Anyway, for preschoolers, illustrated storybooks are most relevant because the child can follow along with the story as the parent reads, Parents help foster reading comprehension by asking questions about the story and about the pictures. This is picked up in later books as the art of reading and writing for context.

One of the products I worked on at Great Source Education Group was called the Readers Handbook, and another was called Reading Advantage. Both dissected the reading process, helping students to break down critical reading strategies and tools to use in reading (such as imagining what would happen next in fiction). They also had reading tools and organizers, and an outline that distinguished different types of text. It was amazing as an adult, to realize that at some point I was taught what was fiction versus non-fiction, what the structure was for a newspaper article versus a magazine feature article, etc. that’s all stuff that’s so ingrained, I never thought to question how it got to be so. It just always was—because I was a reader from an early age. These book, intended for grades 4 through 12, presents teachers with tools for helping students who are not early readers develop the skills to understand what reading was all about, dissecting what was essentially (for me at least) a transparent process.

But the goal for the demographic at hand is to teach them this through the first course, that is by teaching them to read and to love reading. And, again, the best path to this is through their parents. And the best way to get the parents to communicate that reading s fun, is by making it so in the books they read to their kids.
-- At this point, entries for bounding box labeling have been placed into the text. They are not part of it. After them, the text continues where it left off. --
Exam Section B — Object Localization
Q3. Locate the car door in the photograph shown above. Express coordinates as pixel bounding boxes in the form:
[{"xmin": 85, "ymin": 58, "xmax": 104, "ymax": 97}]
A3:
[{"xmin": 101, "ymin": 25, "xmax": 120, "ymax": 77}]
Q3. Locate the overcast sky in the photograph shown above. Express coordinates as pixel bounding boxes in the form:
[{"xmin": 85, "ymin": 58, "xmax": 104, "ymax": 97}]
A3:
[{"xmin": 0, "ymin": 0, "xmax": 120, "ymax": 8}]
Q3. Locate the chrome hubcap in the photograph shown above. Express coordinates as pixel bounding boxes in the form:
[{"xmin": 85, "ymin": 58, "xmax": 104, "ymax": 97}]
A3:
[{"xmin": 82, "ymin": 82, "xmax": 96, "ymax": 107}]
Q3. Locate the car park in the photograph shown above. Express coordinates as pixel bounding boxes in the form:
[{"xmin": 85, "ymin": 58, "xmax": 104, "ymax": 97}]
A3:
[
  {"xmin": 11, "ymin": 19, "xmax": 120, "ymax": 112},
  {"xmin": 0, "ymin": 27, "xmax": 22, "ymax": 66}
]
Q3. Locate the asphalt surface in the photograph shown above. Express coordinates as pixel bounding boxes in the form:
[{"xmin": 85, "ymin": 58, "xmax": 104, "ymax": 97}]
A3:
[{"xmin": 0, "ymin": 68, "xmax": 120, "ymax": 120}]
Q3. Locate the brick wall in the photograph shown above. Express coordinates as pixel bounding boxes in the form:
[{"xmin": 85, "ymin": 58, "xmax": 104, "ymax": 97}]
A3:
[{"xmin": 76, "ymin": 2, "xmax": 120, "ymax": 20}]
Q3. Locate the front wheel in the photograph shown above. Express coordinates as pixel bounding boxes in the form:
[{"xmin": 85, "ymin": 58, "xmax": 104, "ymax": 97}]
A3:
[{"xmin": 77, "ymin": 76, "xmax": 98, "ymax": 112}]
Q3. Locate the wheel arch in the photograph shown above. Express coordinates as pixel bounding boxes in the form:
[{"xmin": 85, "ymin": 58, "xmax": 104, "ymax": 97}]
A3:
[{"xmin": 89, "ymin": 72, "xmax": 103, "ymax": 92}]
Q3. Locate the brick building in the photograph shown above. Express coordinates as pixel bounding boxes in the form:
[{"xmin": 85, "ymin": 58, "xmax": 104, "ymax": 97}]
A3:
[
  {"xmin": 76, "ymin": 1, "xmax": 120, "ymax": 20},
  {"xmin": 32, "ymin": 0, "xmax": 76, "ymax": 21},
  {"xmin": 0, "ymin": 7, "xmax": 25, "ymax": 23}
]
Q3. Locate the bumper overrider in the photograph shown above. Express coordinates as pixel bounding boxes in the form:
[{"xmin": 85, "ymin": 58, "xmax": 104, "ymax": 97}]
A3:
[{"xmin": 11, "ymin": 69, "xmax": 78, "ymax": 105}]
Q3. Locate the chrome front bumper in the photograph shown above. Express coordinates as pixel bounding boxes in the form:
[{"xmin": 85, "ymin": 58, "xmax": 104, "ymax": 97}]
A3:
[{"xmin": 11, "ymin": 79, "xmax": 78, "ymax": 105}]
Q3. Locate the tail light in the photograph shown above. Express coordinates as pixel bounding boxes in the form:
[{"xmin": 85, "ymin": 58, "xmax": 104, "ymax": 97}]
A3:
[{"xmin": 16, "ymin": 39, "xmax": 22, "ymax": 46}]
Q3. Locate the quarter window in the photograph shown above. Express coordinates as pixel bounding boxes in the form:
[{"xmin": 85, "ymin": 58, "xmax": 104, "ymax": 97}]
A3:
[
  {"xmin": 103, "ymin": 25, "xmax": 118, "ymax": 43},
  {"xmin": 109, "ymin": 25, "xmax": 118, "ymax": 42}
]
I heard a report the other morning that Reading Rainbow, a show that’s been on the air for 26 years, and is the third-longest children’s programming on PBS (Behind Sesame Street and Mister Roger’s Neighborhood) is ending, because the former sponsors, PBS or the Corporation for Public Broadcasting, or any station, will not front the several thousands of dollars to renew the broadcast rights. The reasoning behind this, in my own filtered nutshell, due to a shift in public policy and governmental focus from shows that talk about a love of reading to shows that focus on the basics of phonics and spelling—the “building blocks” of reading.

It occurs to me this leaves an inspirational, aspirational vacuum. Kids will learn to read, because schools require it. But my experience has been that you need first to teach kids to learn to read, then read to learn, and lastly love to read. The first and second are the basics that are being tackled in school, but the third is being left as a big hole, which will need to be filled.

Friday, September 4, 2009

Preschool Demographics 2: Magical thinking

Initially, I have defined the ideal type of book to produce by my previously outlined criteria—the type that does the most good to early readers—as being the read-to-me type. The goal is to produce a book that entertains the kids, on a kid level, but also, more importantly, entertains the parents. Because, as I started out the last entry saying, ultimately, if you’re selling a book to a kid who can’t read and can’t pay for it, you have to know you’re selling to the parent. So, on some level, the book always talking to the parent.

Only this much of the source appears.